UNICEF and the Regional Buddhist Leadership Initiative Sangha Metta
Through its Regional Buddhist Leadership Initiative Sangha Metta (‘compassionate monks’), UNICEF has worked with governments and Buddhist leadership on HIV and AIDS prevention and care efforts in Bhutan, Cambodia, China, Lao People’s Democratic Republic, Mongolia, Myanmar, Thailand and Viet Nam. Specific programmes vary from country to country and include prevention programmes with young people, spiritual counselling and healing, community education in temples and supporting vulnerable families and children affected by HIV and AIDS. UNICEF supported a process in which Buddhist leaders developed a training approach that related key learning about HIV responses with their own religious beliefs about the Four Noble Truths. This approach was central to mobilizing the wider Buddhist leadership to engage with this initiative.
UNAIDS, UNICEF and Religions for Peace
UNICEF, together with UNAIDS and Religions for Peace, produced a guide for religious leaders from various faith communities on how to use their influence, moral leadership and resources to support children affected by HIV and AIDS.

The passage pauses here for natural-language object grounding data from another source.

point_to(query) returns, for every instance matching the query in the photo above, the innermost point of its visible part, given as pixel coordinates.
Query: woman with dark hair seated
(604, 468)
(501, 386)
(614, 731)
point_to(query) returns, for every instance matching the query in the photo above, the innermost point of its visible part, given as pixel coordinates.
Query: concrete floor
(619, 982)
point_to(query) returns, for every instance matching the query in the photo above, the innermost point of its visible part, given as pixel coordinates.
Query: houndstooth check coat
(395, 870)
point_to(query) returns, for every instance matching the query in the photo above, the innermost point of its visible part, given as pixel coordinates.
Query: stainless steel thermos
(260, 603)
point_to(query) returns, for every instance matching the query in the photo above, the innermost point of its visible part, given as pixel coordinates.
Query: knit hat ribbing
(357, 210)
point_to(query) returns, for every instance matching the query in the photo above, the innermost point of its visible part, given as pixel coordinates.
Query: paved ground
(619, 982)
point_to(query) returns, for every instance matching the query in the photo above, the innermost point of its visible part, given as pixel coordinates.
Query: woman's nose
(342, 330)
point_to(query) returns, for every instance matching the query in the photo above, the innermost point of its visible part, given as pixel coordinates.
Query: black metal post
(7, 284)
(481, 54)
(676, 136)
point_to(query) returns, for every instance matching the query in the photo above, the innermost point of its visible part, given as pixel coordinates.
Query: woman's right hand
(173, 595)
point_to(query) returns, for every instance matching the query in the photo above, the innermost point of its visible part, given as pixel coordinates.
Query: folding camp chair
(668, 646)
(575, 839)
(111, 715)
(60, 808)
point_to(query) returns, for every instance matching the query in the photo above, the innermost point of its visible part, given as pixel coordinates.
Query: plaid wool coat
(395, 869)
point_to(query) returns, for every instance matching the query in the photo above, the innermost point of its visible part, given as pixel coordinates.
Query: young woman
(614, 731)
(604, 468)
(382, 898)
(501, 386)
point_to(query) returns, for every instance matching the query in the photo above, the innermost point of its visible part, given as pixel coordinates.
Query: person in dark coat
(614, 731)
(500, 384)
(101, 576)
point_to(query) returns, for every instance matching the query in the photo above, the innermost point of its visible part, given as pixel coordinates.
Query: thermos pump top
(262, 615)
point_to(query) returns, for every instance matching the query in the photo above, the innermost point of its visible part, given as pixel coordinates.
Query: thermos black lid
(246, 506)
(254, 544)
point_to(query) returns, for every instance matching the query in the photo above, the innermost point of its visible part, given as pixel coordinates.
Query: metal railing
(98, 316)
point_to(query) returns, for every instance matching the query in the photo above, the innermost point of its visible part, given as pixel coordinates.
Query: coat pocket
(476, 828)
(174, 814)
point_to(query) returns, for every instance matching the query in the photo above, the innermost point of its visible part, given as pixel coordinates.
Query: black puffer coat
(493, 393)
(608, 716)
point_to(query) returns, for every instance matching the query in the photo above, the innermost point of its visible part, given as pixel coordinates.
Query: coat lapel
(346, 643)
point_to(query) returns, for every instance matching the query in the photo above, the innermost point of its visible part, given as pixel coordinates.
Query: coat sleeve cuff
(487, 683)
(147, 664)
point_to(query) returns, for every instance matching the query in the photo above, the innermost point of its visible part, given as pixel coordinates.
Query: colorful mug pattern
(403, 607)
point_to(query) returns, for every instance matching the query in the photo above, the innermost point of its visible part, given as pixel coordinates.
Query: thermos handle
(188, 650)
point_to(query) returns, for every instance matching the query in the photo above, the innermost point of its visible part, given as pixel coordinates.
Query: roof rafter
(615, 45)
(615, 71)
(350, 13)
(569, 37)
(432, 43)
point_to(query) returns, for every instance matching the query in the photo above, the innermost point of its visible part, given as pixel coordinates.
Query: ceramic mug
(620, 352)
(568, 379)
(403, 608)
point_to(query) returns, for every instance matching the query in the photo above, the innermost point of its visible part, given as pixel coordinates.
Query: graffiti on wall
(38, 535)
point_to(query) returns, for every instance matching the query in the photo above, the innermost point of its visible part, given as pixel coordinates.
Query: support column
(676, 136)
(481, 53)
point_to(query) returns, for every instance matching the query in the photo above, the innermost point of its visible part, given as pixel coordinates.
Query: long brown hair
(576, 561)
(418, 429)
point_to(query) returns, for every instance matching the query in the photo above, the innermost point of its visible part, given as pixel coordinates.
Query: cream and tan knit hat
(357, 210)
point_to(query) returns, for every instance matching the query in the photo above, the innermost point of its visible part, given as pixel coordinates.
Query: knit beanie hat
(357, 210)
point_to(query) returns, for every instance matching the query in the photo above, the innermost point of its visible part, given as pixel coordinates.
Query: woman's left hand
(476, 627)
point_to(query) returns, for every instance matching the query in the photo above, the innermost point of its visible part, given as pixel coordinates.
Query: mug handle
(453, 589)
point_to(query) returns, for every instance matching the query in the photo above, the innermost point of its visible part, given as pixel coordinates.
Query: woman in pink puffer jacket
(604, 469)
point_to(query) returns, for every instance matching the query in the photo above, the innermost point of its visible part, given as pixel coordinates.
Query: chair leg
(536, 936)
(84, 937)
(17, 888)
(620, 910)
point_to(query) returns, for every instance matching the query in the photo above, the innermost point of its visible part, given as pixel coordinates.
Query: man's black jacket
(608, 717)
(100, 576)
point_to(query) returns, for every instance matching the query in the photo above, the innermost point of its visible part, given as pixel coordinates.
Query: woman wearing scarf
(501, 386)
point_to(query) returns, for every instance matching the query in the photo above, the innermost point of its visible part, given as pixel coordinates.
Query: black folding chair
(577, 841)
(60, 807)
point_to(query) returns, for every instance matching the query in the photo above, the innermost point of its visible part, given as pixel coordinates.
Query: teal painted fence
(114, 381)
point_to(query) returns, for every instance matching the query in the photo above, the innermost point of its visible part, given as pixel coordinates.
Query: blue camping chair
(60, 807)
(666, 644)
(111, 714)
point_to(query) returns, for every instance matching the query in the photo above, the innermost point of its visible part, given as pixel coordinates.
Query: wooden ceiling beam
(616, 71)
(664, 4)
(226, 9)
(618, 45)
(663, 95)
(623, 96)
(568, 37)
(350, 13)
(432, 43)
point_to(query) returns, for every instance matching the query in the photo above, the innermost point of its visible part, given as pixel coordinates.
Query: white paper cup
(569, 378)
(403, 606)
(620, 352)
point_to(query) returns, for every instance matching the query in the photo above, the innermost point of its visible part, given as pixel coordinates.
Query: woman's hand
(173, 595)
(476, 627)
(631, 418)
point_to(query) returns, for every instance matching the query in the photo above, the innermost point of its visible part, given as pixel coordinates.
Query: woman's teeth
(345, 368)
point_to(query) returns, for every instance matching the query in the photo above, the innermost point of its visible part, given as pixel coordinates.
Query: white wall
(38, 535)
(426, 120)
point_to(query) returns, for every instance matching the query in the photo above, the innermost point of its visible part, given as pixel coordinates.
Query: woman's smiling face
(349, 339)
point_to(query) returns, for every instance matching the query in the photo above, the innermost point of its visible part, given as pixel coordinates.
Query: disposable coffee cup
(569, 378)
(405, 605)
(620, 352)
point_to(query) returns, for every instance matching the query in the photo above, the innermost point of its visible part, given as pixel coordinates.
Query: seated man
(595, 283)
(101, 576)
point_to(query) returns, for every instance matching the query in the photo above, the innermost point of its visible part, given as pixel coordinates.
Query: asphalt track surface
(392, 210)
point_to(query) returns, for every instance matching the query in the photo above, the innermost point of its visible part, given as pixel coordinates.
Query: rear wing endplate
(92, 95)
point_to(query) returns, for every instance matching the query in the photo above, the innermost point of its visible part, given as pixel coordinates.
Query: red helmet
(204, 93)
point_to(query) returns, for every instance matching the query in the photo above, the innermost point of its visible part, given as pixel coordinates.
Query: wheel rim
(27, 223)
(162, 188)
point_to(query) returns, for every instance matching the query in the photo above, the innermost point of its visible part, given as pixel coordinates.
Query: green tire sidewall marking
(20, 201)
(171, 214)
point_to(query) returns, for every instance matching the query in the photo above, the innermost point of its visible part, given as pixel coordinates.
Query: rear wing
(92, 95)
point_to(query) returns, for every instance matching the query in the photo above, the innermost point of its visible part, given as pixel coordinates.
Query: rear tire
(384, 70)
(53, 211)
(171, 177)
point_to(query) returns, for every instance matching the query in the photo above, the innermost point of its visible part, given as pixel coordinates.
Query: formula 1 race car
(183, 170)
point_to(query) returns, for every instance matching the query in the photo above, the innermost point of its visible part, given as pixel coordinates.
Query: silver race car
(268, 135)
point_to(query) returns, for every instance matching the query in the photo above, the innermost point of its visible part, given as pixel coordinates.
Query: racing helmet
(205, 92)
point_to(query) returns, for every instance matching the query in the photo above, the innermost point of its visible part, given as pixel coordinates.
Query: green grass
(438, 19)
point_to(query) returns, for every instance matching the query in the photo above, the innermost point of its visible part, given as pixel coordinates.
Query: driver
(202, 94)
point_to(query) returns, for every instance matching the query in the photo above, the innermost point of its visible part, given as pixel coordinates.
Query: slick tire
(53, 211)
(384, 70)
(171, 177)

In 2007 UNICEF Iran and religious academics from Imam Sadeq University addressed practical challenges for children's rights and well-being in a book: What Can We, Religious Leaders, Do in Response to HIV/AIDS?, providing recommendations based on Quranic and Shia religious references. The following year the text was distributed among leading national religious organizations. High-level advocacy events for selected key religious leaders raised their awareness concerning the fight against HIV and AIDS.
In 2009 UNICEF Chad’s advocacy with civil society organizations such as the Alliance of Religious Bodies against HIV/AIDS and other Pandemics helped create a think-tank and action unit that included a formal commitment by religious leaders to actively address HIV and AIDS as well as education, child protection and child survival and development.
In Nicaragua in 2010 UNICEF partnered with the Theological and Social Research Centre and Acción Medica Cristiana to promote theological-pastoral reflection on the HIV epidemic. This has succeeded in mobilizing churches, mainly on the Caribbean Coast, regarding the rights of people living with HIV. Prominent Nicaraguan theologians produced a book on the theological foundation for church participation in the national response to the epidemic. Educators from 10 biblical institutes and religious leaders from 200 churches have been trained on the theological approach to the HIV epidemic.
Namibia: Reaching the unreached through church networks
Namibia is one of the countries most highly affected by HIV and AIDS, and in a context of food insecurity and high levels of poverty it has an increasing number of orphans and vulnerable children. The Church Alliance for Orphans (CAFO) was established in 2002 with start-up funding from UNICEF and the Ford Foundation as an interfaith networking organization to provide these children with care and support.
CAFO was established under the auspices of the Council of Churches in Namibia and has an ecumenical approach that builds on the widespread influence of the country's churches. It has strengthened the capacity of religious communities to rally their members to provide protection, care and support for vulnerable children.
By 2010 CAFO was distributing and administering grants to the value of US$600,000 annually to over 539 congregations that joined the alliance. In return they received training and technical assistance to equip them to manage projects and monitor and report on results. Over 20,000 vulnerable children benefited from support channelled through local congregations.
CAFO has continued to play a valuable advocacy role, linking communities through churches to service providers including civil society and government, and has been central to policy debates. As a member of the Cabinet-mandated Orphans and Vulnerable Children Permanent Task Force, CAFO has been involved in developing standards for service delivery as well as national related policies, plans and legislation. A high profile ‘Walk for Children‘ raised awareness of the situation of vulnerable children.
Through its community-based grants, training and projects, linked to civil society and government partners, CAFO demonstrates how religious communities can meaningfully fulfil their obligations to reach vulnerable children.